Secondo la reporter di The Athletic Kelly Iko, per scrollarsi di dosso la cultura perdente e rimettersi in carreggiata, i Rockets sono ansiosi di trovare giocatori con leadership ed esperienza, e danno priorità alle guardie senior. "Anche se il piano di riportare Harden fallisce, la squadra considererà comunque Mike Conley, Jordan Clarkson, Donte DiVincenzo e persino Paul, che una volta indossava una divisa dei Rockets, come candidati".
Secondo Joseph Zucker, scrittore del Bleacher Report, Paul è il miglior mentore per le giovani stelle dei Rockets. "A 38 anni, Paul è un veterano saggio.
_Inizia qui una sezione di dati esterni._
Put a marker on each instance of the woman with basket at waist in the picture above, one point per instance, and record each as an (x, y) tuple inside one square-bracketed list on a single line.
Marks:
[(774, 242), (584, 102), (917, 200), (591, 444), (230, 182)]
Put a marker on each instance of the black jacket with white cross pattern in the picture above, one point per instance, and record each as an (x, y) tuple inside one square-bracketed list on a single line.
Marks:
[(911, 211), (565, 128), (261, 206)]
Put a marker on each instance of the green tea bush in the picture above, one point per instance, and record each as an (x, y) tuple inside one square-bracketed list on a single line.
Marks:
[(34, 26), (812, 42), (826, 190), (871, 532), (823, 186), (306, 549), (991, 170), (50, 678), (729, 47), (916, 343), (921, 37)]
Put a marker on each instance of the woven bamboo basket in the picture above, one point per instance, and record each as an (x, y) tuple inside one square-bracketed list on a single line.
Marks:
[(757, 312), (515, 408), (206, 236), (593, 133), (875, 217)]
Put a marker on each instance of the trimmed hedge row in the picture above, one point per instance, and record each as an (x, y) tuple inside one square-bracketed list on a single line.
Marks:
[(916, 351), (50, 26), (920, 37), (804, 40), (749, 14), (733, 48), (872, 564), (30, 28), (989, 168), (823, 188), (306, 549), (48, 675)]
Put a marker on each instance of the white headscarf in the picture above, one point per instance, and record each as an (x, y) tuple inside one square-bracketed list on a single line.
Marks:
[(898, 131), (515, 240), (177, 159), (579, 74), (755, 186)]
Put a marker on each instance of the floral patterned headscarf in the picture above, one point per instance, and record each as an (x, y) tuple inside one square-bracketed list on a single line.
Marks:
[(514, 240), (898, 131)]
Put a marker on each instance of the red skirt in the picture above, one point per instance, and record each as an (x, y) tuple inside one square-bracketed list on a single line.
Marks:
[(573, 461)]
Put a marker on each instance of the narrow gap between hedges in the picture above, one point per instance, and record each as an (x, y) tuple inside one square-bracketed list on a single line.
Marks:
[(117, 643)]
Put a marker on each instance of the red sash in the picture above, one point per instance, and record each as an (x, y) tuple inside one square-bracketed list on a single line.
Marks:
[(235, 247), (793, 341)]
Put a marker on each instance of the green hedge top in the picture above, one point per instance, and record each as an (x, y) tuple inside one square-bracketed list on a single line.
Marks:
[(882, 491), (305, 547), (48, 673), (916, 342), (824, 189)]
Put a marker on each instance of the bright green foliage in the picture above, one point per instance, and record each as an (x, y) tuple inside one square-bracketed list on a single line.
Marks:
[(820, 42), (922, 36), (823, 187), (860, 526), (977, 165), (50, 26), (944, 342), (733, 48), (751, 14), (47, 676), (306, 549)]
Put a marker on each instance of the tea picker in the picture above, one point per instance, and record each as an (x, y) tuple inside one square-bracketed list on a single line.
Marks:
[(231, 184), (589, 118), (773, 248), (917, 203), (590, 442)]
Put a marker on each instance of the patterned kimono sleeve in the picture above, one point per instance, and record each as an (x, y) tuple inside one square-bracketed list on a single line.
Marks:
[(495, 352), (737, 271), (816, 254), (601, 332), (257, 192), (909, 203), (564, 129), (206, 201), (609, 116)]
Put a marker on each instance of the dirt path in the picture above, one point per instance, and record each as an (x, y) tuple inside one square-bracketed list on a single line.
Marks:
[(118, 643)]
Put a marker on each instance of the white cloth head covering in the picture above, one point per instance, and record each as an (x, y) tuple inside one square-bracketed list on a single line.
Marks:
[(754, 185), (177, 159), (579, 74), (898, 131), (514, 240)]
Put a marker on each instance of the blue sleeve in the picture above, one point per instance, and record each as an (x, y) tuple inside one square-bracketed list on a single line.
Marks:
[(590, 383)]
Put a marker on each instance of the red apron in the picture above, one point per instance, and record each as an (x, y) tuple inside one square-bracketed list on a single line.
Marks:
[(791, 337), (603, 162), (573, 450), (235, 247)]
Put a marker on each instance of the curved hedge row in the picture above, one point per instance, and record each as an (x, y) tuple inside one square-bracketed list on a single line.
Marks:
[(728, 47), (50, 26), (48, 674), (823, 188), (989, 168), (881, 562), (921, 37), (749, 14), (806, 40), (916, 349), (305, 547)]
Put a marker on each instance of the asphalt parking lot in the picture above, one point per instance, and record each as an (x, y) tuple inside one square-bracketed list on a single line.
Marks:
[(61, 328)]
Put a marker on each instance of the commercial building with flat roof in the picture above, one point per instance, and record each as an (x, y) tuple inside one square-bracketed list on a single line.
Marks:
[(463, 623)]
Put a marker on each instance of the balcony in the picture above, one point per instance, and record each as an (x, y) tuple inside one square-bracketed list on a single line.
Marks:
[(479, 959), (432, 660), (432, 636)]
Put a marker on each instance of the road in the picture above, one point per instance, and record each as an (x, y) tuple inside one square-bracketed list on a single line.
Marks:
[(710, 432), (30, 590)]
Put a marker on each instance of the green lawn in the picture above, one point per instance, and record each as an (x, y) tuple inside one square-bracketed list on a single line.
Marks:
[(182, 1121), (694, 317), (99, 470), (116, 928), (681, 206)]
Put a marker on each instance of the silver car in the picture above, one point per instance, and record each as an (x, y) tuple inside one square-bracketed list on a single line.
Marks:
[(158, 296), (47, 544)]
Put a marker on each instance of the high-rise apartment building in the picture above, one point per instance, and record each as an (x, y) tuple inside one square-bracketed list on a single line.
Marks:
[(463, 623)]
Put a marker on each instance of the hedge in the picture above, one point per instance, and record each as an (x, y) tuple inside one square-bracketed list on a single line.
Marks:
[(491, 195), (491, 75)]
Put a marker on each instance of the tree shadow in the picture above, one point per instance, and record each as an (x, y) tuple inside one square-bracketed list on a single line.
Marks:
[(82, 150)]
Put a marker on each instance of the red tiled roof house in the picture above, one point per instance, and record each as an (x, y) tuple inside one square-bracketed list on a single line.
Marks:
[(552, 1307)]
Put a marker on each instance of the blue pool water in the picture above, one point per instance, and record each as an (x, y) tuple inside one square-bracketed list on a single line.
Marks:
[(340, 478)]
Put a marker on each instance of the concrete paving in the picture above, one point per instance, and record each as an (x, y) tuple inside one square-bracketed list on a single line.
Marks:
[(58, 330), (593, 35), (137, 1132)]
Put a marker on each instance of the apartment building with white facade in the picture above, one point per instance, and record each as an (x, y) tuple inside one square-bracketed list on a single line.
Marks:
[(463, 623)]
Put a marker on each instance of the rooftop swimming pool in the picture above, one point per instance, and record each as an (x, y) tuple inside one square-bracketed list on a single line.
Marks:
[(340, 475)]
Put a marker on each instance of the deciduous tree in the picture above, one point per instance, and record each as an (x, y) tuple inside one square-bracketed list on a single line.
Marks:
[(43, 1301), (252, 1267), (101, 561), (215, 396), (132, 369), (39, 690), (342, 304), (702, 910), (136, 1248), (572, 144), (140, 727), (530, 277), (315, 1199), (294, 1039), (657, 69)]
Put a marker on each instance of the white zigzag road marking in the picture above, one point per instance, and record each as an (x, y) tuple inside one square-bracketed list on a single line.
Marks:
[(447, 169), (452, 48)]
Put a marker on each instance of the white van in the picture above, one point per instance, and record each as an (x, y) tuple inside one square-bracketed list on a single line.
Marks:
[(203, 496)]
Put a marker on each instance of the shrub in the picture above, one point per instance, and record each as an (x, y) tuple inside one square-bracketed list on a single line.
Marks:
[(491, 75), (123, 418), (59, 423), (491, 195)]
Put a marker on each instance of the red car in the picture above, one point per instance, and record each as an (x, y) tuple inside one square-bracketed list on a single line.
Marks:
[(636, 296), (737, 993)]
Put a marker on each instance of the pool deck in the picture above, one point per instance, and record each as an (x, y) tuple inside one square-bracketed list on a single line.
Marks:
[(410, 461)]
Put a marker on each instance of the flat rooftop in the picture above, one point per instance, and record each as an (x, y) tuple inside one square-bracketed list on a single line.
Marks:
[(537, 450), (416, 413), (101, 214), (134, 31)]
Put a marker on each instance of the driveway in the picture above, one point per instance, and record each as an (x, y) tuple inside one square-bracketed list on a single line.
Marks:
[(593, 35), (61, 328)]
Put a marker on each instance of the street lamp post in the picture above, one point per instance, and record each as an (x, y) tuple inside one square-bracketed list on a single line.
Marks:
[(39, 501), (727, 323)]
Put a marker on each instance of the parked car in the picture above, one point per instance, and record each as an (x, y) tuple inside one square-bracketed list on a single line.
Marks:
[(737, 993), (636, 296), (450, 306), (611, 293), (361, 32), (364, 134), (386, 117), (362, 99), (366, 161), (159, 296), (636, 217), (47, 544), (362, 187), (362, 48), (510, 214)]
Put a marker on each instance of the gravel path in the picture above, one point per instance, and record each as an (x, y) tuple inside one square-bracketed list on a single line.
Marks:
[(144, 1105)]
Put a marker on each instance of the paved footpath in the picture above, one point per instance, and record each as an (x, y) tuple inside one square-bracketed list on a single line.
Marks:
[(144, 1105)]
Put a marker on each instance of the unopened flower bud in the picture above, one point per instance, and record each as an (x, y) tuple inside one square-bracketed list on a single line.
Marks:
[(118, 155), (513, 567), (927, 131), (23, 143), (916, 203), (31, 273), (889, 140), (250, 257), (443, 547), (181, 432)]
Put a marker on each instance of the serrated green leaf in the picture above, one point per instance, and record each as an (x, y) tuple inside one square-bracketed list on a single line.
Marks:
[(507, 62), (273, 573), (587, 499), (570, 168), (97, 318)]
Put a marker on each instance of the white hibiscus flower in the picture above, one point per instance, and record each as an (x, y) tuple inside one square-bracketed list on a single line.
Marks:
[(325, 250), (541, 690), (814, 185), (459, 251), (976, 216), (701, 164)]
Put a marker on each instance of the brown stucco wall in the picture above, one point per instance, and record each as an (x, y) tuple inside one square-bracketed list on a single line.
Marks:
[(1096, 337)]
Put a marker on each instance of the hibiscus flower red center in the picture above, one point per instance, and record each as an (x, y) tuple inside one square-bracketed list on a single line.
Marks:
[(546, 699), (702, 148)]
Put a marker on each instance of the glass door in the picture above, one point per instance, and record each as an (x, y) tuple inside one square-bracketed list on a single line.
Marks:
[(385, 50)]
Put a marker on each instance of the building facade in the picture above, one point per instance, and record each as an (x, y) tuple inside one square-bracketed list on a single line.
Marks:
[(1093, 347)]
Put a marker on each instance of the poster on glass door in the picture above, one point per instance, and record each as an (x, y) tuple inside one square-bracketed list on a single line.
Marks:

Ha aiutato il potenziale rookie dei Thunder Shai Gilgeous-Alexander, che ora è il leader della squadra, a crescere oltre le aspettative e ha persino combattuto contro gli Harden Rockets fino al tiebreak nei playoff".
Tuttavia, anche se Paul è una buona scelta per i Rockets, è attualmente impegnato e impegnato nel primo campionato della sua carriera, è difficile immaginare che guiderà di nuovo la squadra in ricostruzione, e si vocifera che il Sun abbia ancora intenzione di esercitare l'opzione di restare, e i Rockets potrebbero avere difficoltà a dare il benvenuto al veterano.